Osaka City decided to set its benchmark for elderly vaccination at 70%, based on a survey conducted by the Osaka prefectural government in February that showed about 70% of respondents wanted to be vaccinated.

Hiroshima City, for its part, decided that its campaign could only be called complete when every single one of its elderly had been inoculated. Although the city initially forecast that vaccination would not be completed until early October, it later corrected course, upping the number of vaccinations with an eye for finishing by the end of July.

The ministry has allowed municipalities to claim that they will hit the July-end deadline, even if they do not have a plan in place to recruit enough vaccinators to actually put the shots in arms.

The policy has not gone without its critics.

“How much meaning are we supposed to place on giving the ‘old college try?’” asked Chiba Gov. Toshihito Kumagai.

In follow-up survey results released by the central government on May 21, the number of municipalities that said they will complete vaccination by the end of July increased even further to 1,616, or 92.8% of the total.

Some in Suga’s circle see this as evidence that the prime minister’s edict has been effective.

But a senior official at the Health, Labor and Welfare Ministry was less optimistic: “Come the end of July, I suspect that some municipalities will throw up their hands. ‘Oops, we didn’t finish in time, after all.’”

“Look, we [in the government] also want to wrap up [this stage of] vaccinations by the end of July,” said Osaka Gov. Hirofumi Yoshimura. “We just have to keep plowing ahead and do what we can.”

Yoshimura — who spearheaded the opening of an independent mass vaccination venue of Osaka’s own — petitioned the central government to allow vaccines to be administered at the prefectural level, not just the city, ward, town and village level. The Osaka governor is also reportedly evaluating whether to have pre-inoculation consultations be conducted online.

A senior ministry official highlighted the exigencies of the situation: “We will have ample supply of vaccine stocked up by the middle of June. Now is the time when we must hurry up to secure enough vaccination venues and medical personnel.”

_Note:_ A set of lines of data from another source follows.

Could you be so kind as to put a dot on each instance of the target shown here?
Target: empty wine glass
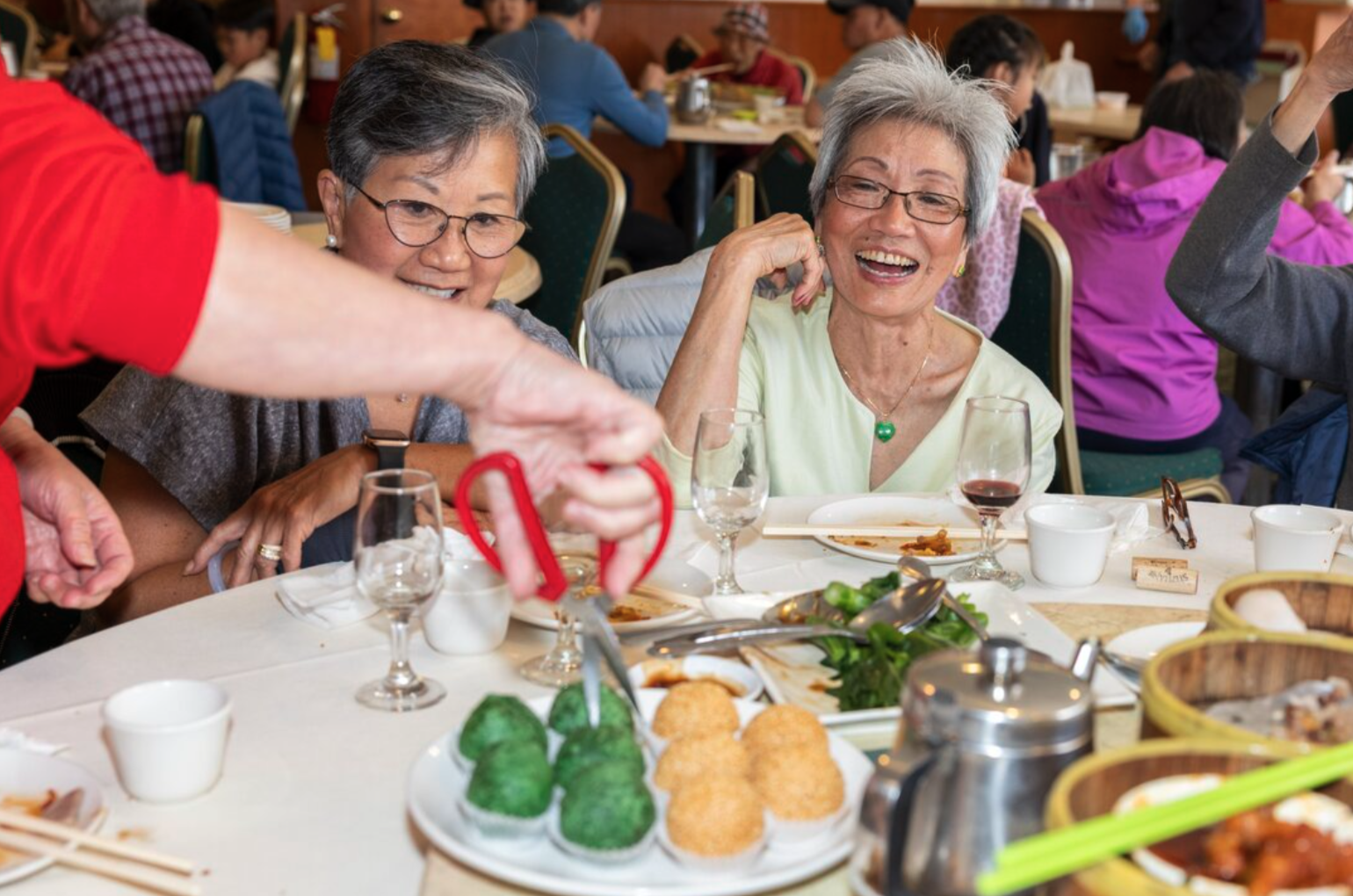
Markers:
(994, 467)
(729, 481)
(563, 665)
(398, 562)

Although thrown into confusion by Suga’s abrupt target, municipalities continue to feel out their own approaches to vaccination through trial and error, compelled to vaccinate their communities as soon as possible.

With less than two months until the end of July, every shot will count. The nation’s vaccine rollout was not without its wrinkles. Just how smoothly vaccinations proceed from here will be a telling test of not only the local governments, but of Suga’s administration, itself.